On the other hand, I think there was something in Freud himself that was not so rational, and that did not buy the “normal” idea for himself. It caused him to forget the name Signorelli—which on some level was like forgetting his own, Sigmund. This destabilizing element was the homosexual element so blatant in the Orvieto frescoes.

Again, Freud, writing on Dostoevsky, provides crucial insight: “A further complication arises when the constitutional factor we call bisexuality is comparatively strongly developed in a child. For then, under the threat to the boy’s masculinity by castration, his inclination becomes strengthened to diverge in the direction of femininity, to put himself instead in his mother’s place and take over her role as object of his father’s love. But the fear of castration makes this solution impossible as well. The boy understands that he must also submit to castration if he wants to be loved by his father as a woman. Thus both impulses, hatred of the father and being in love with the father, undergo repression.”

There, of course, is the key term: “repression.” It’s the word he always used about the Signorelli parapraxis. The sources for that repression would have been particularly alive to him as he confronted all that male nudity in the period following his father’s death.
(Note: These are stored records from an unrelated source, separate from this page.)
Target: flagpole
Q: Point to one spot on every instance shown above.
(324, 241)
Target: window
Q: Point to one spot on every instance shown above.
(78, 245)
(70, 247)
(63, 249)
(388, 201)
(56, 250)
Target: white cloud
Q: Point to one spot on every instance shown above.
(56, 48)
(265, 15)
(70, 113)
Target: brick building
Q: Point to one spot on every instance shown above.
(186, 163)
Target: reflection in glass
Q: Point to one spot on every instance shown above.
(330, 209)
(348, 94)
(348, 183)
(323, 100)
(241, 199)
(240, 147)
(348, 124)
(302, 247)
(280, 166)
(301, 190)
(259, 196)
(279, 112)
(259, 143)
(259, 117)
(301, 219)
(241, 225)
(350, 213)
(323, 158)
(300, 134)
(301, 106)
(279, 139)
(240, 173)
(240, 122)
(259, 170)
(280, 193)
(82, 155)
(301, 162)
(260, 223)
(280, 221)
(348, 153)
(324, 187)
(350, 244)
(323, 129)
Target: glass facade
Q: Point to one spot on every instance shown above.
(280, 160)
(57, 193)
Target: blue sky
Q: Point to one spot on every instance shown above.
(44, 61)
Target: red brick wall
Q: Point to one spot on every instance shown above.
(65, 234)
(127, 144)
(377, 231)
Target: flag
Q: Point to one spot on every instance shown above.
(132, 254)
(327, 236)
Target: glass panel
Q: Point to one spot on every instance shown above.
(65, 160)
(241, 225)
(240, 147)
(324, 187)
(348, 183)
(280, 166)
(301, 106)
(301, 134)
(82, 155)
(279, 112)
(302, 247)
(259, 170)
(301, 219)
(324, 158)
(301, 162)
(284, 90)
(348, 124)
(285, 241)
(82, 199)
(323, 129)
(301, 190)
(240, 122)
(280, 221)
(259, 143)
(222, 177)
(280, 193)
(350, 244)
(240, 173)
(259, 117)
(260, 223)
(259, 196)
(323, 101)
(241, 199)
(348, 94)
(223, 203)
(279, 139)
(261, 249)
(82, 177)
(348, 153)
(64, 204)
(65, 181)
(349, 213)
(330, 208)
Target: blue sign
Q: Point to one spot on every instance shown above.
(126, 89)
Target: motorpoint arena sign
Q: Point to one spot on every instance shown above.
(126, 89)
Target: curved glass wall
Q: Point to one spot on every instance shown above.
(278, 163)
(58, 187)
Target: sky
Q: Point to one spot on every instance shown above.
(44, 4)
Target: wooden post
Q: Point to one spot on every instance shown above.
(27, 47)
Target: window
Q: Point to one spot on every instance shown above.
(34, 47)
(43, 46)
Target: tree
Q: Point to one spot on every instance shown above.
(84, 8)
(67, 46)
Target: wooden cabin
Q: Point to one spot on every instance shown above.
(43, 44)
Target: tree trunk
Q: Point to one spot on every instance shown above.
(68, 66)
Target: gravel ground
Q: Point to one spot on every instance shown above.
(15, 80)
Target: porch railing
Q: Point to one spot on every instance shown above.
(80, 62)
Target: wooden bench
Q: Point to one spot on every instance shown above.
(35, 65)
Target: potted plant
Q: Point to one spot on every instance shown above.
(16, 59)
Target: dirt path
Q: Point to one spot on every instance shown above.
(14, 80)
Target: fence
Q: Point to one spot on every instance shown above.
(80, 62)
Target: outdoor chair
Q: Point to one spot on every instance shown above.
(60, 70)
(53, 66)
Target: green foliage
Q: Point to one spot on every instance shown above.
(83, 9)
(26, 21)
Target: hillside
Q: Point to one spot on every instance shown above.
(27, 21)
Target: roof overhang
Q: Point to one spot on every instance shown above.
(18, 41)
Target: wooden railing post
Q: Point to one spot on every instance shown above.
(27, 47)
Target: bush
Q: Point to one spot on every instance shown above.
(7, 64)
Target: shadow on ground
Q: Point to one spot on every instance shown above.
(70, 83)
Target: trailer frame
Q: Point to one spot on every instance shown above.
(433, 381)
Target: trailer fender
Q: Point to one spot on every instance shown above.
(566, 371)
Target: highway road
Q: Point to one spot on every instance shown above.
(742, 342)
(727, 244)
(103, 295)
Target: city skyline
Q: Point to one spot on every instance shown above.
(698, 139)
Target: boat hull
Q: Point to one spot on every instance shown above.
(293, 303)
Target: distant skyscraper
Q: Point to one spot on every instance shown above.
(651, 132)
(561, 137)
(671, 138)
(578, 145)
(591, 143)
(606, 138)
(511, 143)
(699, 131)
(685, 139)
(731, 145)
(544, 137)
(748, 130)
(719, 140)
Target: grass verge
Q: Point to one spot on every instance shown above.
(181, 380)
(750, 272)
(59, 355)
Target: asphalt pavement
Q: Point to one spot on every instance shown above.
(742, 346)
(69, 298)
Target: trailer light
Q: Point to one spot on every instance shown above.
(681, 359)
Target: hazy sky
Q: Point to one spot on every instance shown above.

In my own spontaneous musing, brought on by my investigation of Freud’s dealing with his father’s death, I reveled in my own father’s admiring my arrogance, like my mother’s, in front of Mr. Weinstein; his encouraging my love of art, which made me like my mother, who was a painter; his being the dark-haired brown-eyed one, while I have my mother’s coloring and blue eyes. The instinct to have your father love you as your mother—yet also as himself (how I am my father’s son! I feel it a hundred times a day, in the voice, the posture, and so many attitudes)—may be hard to accept, but it is also undeniable. And all that complexity of the father-son relationship would have come alive to Freud in front of Signorelli’s art, and again when he was thinking of Turks and their sexuality, and death and of the news he received in Trafoi of his patient’s suicide, and must have been overwhelming to him, as it is to all of us, thus forcing his mental processes to come to a halt, a necessary stop. Even if the result—the forgetting of a name—tortured him, it may have helped calm him down.

Freud did not expect most people to accept these ideas easily. In the Dostoevsky essay, he goes on to say:

I am sorry, though I cannot alter the facts, if this exposition of the attitudes of hatred and love towards the father and their transformations under the influence of the threat of castration seems to readers unfamiliar with psycho-analysis unsavoury and incredible. I should myself expect that it is precisely the castration complex that would be bound to arouse the most general repudiation. But I can only insist that psycho-analytic experience has put these matters in particular beyond the reach of doubt and has taught us to recognize in them the key to every neurosis. This key, then, we must apply to our author’s so-called epilepsy. So alien to our consciousness are the things by which our unconscious mental life is governed!

And of course it was his own “unconscious mental life” that forced him to forget a name.